Archive for September, 2009

A question by Furstenberg

September 25, 2009

Yesterday I was talking about some properties of different dimensions with Furstenburg. Somehow I mentioned Kekaya, and he told me about the following question he has been longing to solve (which is amazingly many similarities to Kekaya):

For set S \in \mathbb{R}^2, if \exists \delta>0 s.t. for all direction \theta, \exists line l with direction \theta s.t. \dim (l \cap S) > \delta . Does it follow that \dim(A) \geq 1 ?

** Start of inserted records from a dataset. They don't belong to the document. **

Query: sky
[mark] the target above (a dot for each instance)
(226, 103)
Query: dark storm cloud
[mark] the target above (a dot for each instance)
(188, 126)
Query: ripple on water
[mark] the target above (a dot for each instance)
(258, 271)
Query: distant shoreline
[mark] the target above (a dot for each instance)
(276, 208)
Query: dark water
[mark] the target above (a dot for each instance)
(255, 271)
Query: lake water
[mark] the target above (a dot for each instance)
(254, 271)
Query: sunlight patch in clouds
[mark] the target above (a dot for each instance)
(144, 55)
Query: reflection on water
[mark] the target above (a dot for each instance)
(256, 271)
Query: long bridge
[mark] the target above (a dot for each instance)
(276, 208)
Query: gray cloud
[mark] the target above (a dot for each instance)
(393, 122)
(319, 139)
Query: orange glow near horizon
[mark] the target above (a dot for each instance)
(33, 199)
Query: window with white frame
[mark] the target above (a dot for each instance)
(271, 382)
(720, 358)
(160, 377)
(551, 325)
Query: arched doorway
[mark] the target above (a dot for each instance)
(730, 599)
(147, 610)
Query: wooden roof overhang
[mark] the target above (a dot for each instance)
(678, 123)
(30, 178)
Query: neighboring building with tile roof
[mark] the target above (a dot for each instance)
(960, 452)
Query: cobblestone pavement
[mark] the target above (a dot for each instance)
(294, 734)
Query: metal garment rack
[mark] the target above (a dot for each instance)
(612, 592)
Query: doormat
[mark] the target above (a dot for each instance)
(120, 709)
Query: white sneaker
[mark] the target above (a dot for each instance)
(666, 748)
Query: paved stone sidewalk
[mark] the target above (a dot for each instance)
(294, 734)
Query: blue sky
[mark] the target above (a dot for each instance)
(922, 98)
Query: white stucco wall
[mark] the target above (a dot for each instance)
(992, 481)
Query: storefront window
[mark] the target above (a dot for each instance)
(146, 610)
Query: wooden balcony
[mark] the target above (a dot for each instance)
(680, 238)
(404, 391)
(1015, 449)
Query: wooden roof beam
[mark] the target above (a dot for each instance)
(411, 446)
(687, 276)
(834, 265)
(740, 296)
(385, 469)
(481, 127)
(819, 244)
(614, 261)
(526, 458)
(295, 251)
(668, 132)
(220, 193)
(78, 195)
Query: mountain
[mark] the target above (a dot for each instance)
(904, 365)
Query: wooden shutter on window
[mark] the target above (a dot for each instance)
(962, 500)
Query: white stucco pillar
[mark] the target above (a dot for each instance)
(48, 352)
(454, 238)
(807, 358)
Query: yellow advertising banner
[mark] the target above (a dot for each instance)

Note that a stronger conjecture would be \dim(A) is at least 1+\delta which when taking \delta = 1 would give a generalization of the 2-dimensional Kekaya. (i.e. instead of having to have a line segment, we only require a 1-dimension set in each direction)

Reviewing the proofs of the 2-dimsional Kekaya, I found they all rely on the fact that the line segment is connected…Hence it might be interesting to even find an answer to the following question:

If A \subseteq \mathbb{R}^2 contains a measure 1 set in every direction, does it follow that \dim(A)=2?


September 24, 2009

Amie Wilkinson asked me the following question some time ago:

Given a smooth convex Jordan curve J \subseteq \mathbb{R}^2, consider the billiard map \varphi: J \times (0, \pi) \rightarrow J \times (0, \pi), let \pi_\theta: J \times (0, \pi) \rightarrow (0, \pi) be the projection.

a) If \forall (p, \theta) \in J \times (0, \pi), \pi_\theta \circ \varphi (p, \theta) = \theta, does this imply J is a circle?

(Yes, in fact we only need \varphi to fix the second component of points in \{p, q \} \times (0, \pi) for a chosen pair of points p, q. Classical geometry)

b) If \forall p \in J, \pi_\theta \circ \varphi (p, \pi/2) = \pi/2, does this imply J is a circle?

(No, my example was a cute construction that attaches six circular arcs together)

c) What’s the smallest set S \subseteq (0, \pi) s.t. if \varphi fixes the second component on J \times S then J has to be a circle?

I am still thinking about c)…My guess is that any sub interval would work, and of course any dense subset inside a given set works equally well as the whole set…

But is it possible to have only finitely many angles? Maybe even two angles?